Степан посветил фонарем вперед. Уже близко. Мох на стене сруба шевелился, провал двери казался шире. Опавшие иглы торчали между камнями, словно мертвая трава, залитая запекшейся кровью; застревали между пальцами. Подтягиваясь на локте, он непроизвольно сжимал ладонь в кулак, ломая сухой, рыжий тлен и почти не чувствуя уколов. Над головой, в темноте скрипело и перестукивалось. В проеме избушки покачивался полог из темноты…
Он сомкнулся за ними беззвучно, колыхнувшись затихающими кругами, замер, как замирает стоячая вода, забывая об упавшем камне навсегда. Степан полз от входа, пока не уперся плечом в стену, и отпустил волокушу. Пальцы остались скрюченными. Он их не видел, не чувствовал. Просто умирающий мозг запомнил это ощущение — зажатой в горсти комок ткани, — и других не получил. Запах земли и хвои, мха и плесени стал сильнее…
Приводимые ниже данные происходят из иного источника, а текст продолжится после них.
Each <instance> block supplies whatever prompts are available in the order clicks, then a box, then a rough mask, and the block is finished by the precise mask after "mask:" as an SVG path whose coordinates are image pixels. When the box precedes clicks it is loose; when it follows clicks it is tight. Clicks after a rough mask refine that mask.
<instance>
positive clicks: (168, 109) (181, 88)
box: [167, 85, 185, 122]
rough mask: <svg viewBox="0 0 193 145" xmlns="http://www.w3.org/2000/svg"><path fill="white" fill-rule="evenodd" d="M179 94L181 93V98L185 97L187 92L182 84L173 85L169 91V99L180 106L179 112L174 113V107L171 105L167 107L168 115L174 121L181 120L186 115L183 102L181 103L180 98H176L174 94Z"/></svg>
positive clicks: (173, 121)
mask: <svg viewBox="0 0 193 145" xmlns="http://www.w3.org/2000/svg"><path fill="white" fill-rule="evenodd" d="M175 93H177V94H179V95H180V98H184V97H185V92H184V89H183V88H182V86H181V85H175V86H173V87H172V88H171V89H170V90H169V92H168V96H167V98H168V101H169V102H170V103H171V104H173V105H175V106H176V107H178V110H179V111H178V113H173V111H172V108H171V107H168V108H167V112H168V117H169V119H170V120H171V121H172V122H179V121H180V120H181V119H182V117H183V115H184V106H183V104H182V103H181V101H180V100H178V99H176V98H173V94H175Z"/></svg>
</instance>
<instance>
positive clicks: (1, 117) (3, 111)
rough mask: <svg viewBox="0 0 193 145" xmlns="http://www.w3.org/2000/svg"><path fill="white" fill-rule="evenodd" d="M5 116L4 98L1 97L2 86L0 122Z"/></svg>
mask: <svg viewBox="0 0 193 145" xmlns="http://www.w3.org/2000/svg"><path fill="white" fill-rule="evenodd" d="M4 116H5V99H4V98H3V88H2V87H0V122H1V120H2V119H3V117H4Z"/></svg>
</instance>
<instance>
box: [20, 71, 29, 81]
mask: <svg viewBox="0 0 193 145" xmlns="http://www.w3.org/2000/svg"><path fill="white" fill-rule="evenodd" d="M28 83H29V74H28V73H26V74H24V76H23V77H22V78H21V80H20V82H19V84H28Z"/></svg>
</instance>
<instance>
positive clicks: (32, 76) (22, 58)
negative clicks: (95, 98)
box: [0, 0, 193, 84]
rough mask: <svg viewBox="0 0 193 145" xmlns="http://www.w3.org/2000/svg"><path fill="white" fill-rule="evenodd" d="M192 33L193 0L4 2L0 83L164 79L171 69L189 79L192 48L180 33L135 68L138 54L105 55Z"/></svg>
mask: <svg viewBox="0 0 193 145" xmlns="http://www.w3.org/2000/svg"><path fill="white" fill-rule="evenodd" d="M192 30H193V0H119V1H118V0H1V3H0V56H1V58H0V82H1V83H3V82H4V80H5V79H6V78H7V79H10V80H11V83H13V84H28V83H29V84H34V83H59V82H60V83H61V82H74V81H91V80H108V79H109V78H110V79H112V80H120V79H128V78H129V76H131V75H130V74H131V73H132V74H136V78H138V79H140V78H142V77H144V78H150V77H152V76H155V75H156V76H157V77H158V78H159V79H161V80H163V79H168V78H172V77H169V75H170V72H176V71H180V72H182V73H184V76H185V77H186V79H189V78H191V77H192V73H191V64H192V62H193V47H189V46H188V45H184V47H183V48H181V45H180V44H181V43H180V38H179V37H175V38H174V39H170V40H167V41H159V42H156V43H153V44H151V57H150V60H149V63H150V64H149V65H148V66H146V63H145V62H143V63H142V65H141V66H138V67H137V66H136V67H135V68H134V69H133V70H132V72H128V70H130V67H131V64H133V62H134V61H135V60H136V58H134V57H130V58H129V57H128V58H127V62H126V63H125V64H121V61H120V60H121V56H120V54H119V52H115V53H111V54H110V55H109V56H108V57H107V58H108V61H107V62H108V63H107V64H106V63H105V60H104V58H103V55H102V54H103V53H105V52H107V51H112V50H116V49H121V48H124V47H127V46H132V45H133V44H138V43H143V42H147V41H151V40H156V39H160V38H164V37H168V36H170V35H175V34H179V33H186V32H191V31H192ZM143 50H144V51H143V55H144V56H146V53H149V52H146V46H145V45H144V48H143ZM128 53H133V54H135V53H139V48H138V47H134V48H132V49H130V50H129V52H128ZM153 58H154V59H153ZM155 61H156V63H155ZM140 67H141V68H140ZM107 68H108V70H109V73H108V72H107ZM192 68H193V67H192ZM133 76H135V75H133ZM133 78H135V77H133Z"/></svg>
Иссохшие просьбы, увядшие мольбы, полуистлевшие желания; нестройный, шепчущий сквозь время, хор призрачных голосов, скользящий в разорванных струнах надежд и упований. Они были тут, в темноте, свисая гроздьями, пучками, переплетаясь плотной паутиной из бесцветных тряпиц, плетеных веревок, шнурков, сморщенных ремешков, клочков пыльной шерсти, сваленных в невесомые и бесцветные нити, чьи концы чутко шевелились в воздухе, потревоженном их вторжением. Ему не нужно было зажигать фонарь, чтобы увидеть бесстыдно голые корни, бледно — желтые, словно кривые ножки огромных поганок, источающих ядовитый грибной запах…
Зачем он здесь? Он не помнил. Все, что казалось ясным — двадцать, тридцать? — минут назад исчезло. Распалось разрушенными нейронными связями, переварено ферментами и смешалось в бессмысленную жижу, постепенно заполняющую черепной свод, по закону, с которым со смертью близкого человека, умираешь и сам.
Степан зажег фонарь. Воздух засветился. Шевелящиеся тени заметались по мшистым стенам. Подношения раскачивались. Голые корни отливали слоновой костью. Тело Вики, прикрытое складками палаточного полога, шевельнулось. Он замер, сдерживая слабое дыхание. Нет, показалось. Что-то с глазами, хотя роговица живет еще семьдесят два часа после остановки сердца. В свете фонаря бескровное лицо девушки отливало серебром…
Разве он любил ее?
Какая теперь разница? Ее или женщину, родившую его на свет. Любил со всей силой нерастраченной сыновней привязанности и копившейся год за годом ненависти брошенного ребенка…
Так или иначе, все свелось к способности отдавать… Хотя бы и жизнь. Толку, правда, немного…
Рот скривился в усмешке и застыл.
Может, надо попросить? Дотронуться до белых костяных змей, сжать волокнистые хвосты умирающими пальцами и пустить оставшуюся искру под корявую кожу до самой последней иглы, царапающей небо. Попросить и слушать, слушать…
«Не проси много, твое желание может исполниться».
Голос отца состарился, как надтреснутый шепот тельмучина в Узелках, но звучал так же непреклонно и окончательно, как в последний раз. Эхо замерло в неподвижном воздухе — плотно, тяжело, — бери, режь его на куски, руби. Пальцы, почти потерявшие чувствительность, нащупали на поясе чехол со складным ножом. Не-е-е-т, не рубить… Ему тоже надо сделать подношение. В его теле осталось так мало жизни, что он запросто может не услышать ответ. Это должно быть что-то посерьезнее обрывка полотна, он же не удачи в охоте хочет…
«Не проси много…»
К черту! Искалеченную ногу он не чувствовал совсем. Остальное тело казалось чужим, отдельным от потока остывающего сознания, и едва реагировало на команды. Степан опустил взгляд, выцарапывая нож из чехла, и… оторопело уставился на нелепый, чудовищно-гротескный бугор в паху.
Лезвие выскочило из рукоятки с маслянистым щелчком.